Saguaro Arrowhead
Paul found this grey arrowhead in one of Saguaro's ubiquitous dry washes. Out there in the flats of the Sonoran Desert, the landscape can all start to look the same. So he carried it with him for a little while, to show his coworkers, but soon thereafter felt like he should put it back before he forgot where it came from.
I went with him on his journey to return the artifact. But we couldn't find his spot; he just kept taking corners into different washes, slushing through thick sand just to determine that no, this wasn't it.

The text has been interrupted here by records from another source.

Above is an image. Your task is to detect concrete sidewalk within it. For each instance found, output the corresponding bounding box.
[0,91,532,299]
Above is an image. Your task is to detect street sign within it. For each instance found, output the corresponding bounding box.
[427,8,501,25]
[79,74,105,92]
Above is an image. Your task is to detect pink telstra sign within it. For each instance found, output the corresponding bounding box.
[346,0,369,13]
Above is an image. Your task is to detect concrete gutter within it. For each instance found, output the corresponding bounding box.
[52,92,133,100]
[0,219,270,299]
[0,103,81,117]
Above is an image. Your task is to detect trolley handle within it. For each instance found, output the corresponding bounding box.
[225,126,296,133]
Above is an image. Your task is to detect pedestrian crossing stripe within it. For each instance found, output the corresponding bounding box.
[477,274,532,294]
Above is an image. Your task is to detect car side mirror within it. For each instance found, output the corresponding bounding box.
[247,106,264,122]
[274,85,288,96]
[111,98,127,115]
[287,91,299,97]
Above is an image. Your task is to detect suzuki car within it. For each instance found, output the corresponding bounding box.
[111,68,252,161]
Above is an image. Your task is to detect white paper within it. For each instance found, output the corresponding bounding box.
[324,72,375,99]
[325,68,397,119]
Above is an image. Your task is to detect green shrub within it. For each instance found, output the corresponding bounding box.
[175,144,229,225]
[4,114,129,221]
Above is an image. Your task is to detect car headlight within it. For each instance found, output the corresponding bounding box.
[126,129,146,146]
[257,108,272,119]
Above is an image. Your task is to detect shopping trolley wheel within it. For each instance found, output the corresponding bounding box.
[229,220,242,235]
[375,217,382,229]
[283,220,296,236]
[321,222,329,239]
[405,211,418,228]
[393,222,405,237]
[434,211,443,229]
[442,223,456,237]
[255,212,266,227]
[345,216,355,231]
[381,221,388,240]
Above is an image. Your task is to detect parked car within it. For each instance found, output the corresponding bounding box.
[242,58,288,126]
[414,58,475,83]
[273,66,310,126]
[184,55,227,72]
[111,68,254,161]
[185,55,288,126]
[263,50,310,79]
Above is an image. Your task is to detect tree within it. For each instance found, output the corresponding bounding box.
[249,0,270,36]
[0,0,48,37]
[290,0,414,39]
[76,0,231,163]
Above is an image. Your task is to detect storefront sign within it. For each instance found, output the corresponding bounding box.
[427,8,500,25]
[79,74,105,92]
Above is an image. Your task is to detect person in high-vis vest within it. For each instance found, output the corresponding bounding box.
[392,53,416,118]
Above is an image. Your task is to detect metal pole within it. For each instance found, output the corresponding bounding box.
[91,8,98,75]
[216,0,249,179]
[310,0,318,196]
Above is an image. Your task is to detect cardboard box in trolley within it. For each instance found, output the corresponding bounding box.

Finally, he found a spot that seemed like a good home for the arrowhead. If it had been shot with a bow, that happened sometime at least a hundred and fifty years prior, unless it had somehow been dropped, lost, or forgotten forever before that happened, but that was hard to believe. Paul knelt down and placed the little chiseled rock out of sight and the sunshine, away from other people's footprints, hoping nobody would disturb it for another hundred years or so.
When we stood up to leave, an owl was staring at us, even though this wasn't nighttime; it was the middle of the day. The owl watched us though, wide-eye contact. So we tried to explain ourselves. We showed the owl where we'd put the arrowhead, told him we were just returning it, thanked him for watching it. Then we walked back to our worksite.
Paul said that he tried to visit that arrowhead one more time, but he couldn't find his way back to where he'd left it.